Security Council composition
- Permanent members: China; France; Russia; United Kingdom; United States;
- Non-permanent members: Austria; Belgium; Cape Verde; Ecuador; Hungary; India; Japan; Morocco; Venezuela; Zimbabwe;

= United Nations Security Council Resolution 787 =

United Nations Security Council resolution 787, adopted on 16 November 1992, after reaffirming Resolution 713 (1991) and all subsequent resolutions on the topic, the council called upon the parties in Bosnia and Herzegovina to consider the draft outline constitution as a basis for negotiating a political settlement of the conflict in the country, and went on to impose further international sanctions on the Federal Republic of Yugoslavia (Serbia and Montenegro).

The council went on to reaffirm that the taking of territory by force, in particular the practice of ethnic cleansing, is unacceptable, calling on all parties to respect the territorial integrity of Bosnia and Herzegovina and affirming that any entities unilaterally declared or arrangements imposed in contravention thereof will not be accepted. It also condemned all parties in Bosnia and Herzegovina, particularly Bosnian Serb paramilitary forces, for their refusal to comply with previous security council resolutions. The council also demanded that all outside interference in Bosnia and Herzegovina cease, including the requirement that all forces, in particular elements of the Croatian Army, be withdrawn, disbanded or disarmed, calling upon all parties to fulfil their commitments to put into effect an immediate cessation of hostilities and to negotiate in the Mixed Military Working Group and end the blockade of Sarajevo and other towns.

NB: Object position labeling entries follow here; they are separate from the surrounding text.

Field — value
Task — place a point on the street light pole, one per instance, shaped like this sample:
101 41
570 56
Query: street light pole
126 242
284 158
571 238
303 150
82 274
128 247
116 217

The resolution again condemned violations of international law, including that of ethnic cleansing and the impeding of humanitarian aid, welcoming the establishment of the Commission of Experts under Resolution 780 (1992), requesting it to actively investigate violations under the Geneva Conventions. The council then, under Chapter VII of the United Nations Charter, decided to expand the scope of international sanctions against the Federal Republic of Yugoslavia to apply to ships with which it has an interest in or operating from the Federal Republic, calling on states to ensure that exports are not diverted to the country in violation of Resolution 757 (1992). It also asked for measures commensurate under the present circumstances to halt inward and outward maritime shipping in order to inspect and verify their cargoes and destinations and to ensure strict implementation of previous resolutions. In this regard, the council commended riparian states which were acting in compliance with security council resolutions.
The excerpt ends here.